Slab avalanches result from the failure of a weak snowpack layer buried underneath a cohesive slab. Determining the material properties of different weak layer morphologies is therefore necessary to better understand and model slab avalanche formation. Natural weak layers exhibit a variety of different microstructures and densities, and thus show different mechanical behavior. Up to now, mechanical properties of snow have been mainly evaluated based on bulk proxies such as snow density, while relevant microstructural characteristics have not been accounted for.

To establish a link between the microstructure of weak layers and their mechanical properties, we performed displacement-controlled laboratory experiments using a uniaxial testing machine. The compression experiments were recorded using a high-speed camera, allowing us to derive the strain within the weak layer. The microstructure of each batch of specimens was analyzed using micro-tomography to obtain density, specific surface area, anisotropy and correlation lengths. As testing a wide range of microstructural morphologies is difficult due to seasonal availability and the need to transport the fragile samples to the laboratory, we used both natural and artificially grown weak layers. We tested weak layers composed of facetted grains, depth hoar, surface hoar, precipitation particles and rounded grains.  

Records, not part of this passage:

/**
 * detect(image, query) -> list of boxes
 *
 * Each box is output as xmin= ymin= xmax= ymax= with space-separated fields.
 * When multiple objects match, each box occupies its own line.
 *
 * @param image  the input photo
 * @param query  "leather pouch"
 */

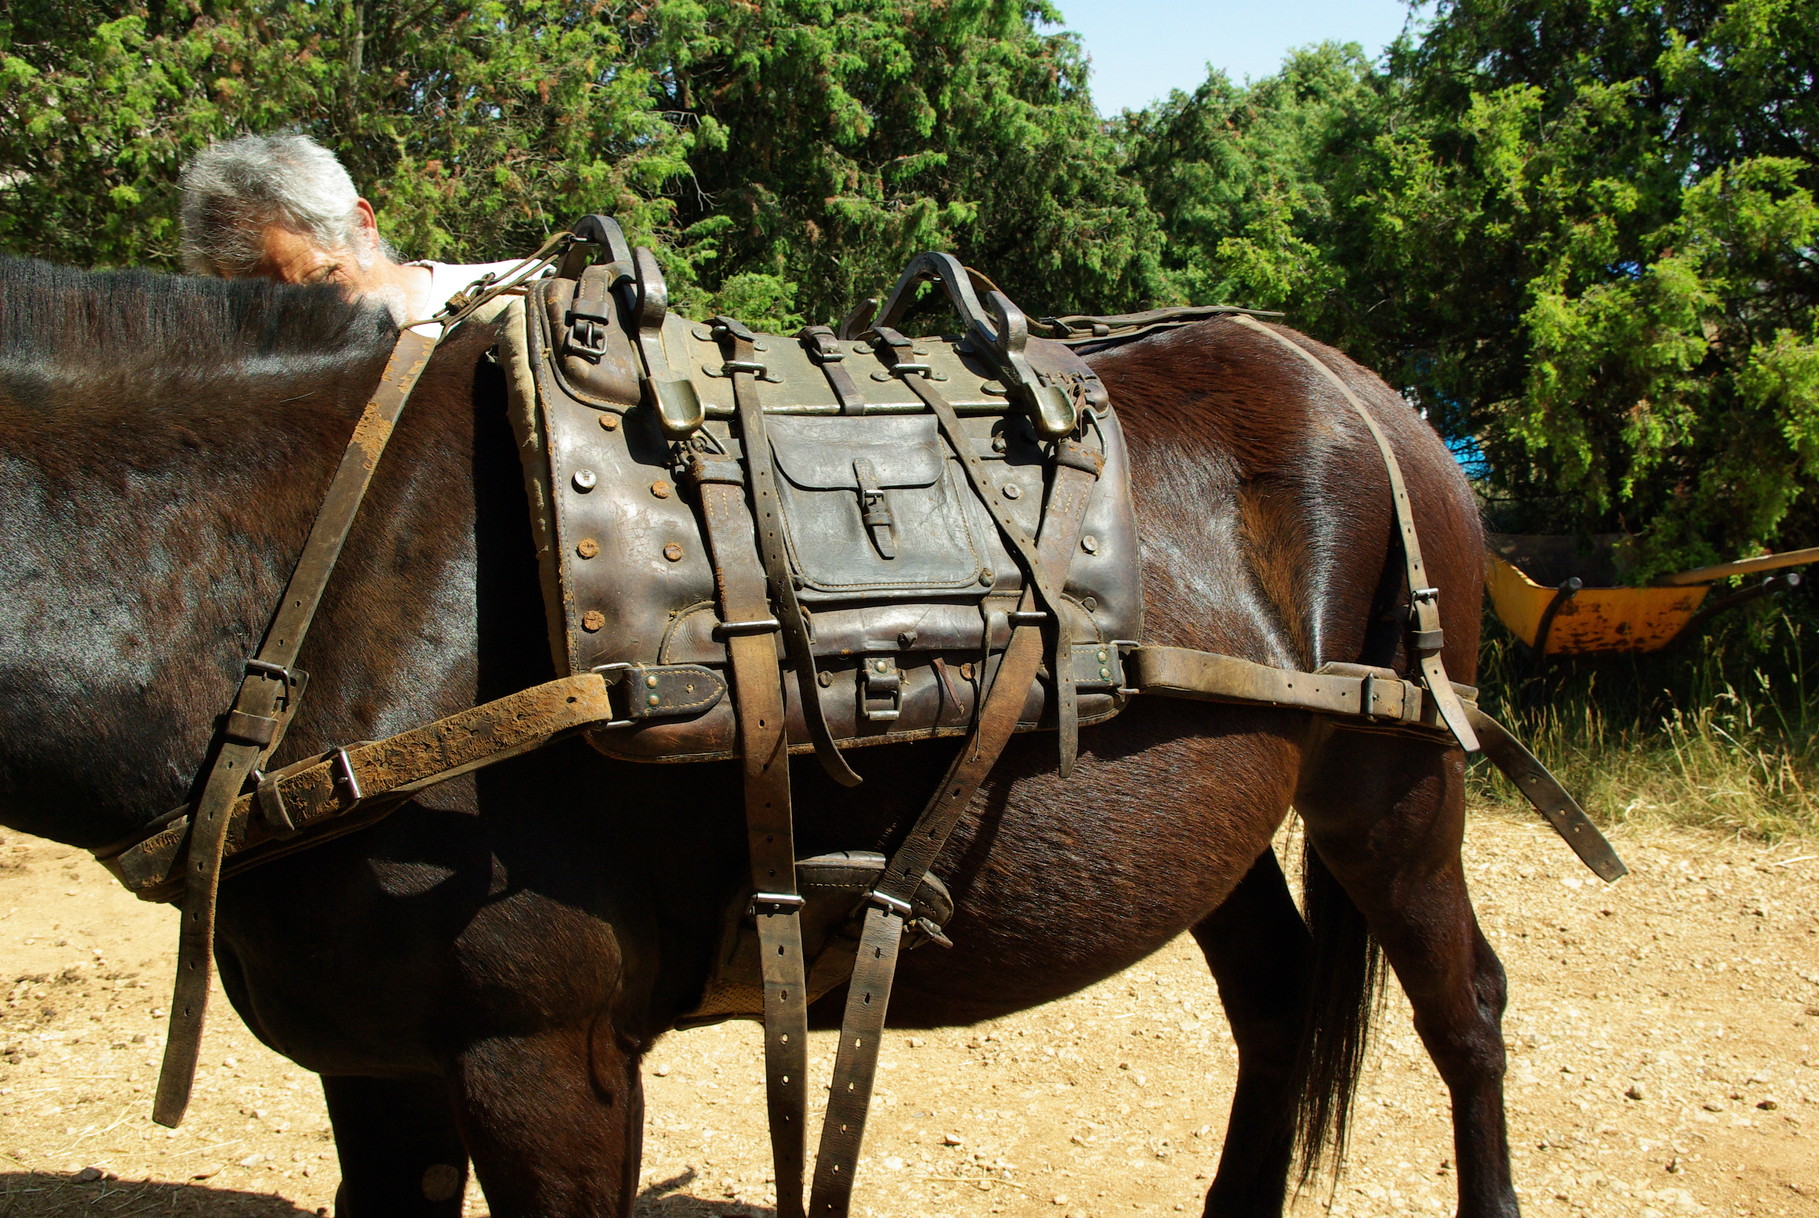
xmin=768 ymin=415 xmax=989 ymax=598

The compressive strength of more than 200 tested samples covered two orders of magnitude (0.5 kPa to 150 kPa) for weak layer densities ranging from 110 kg/m³ to 380 kg/m³. As expected, our results show a strong correlation between weak layer density and compressive strength, but also a dependence on other microstructural quantities. These results will help us improve our understanding of the mechanical properties of weak snowpack layers and will ultimately allow us to better forecast avalanche release probability.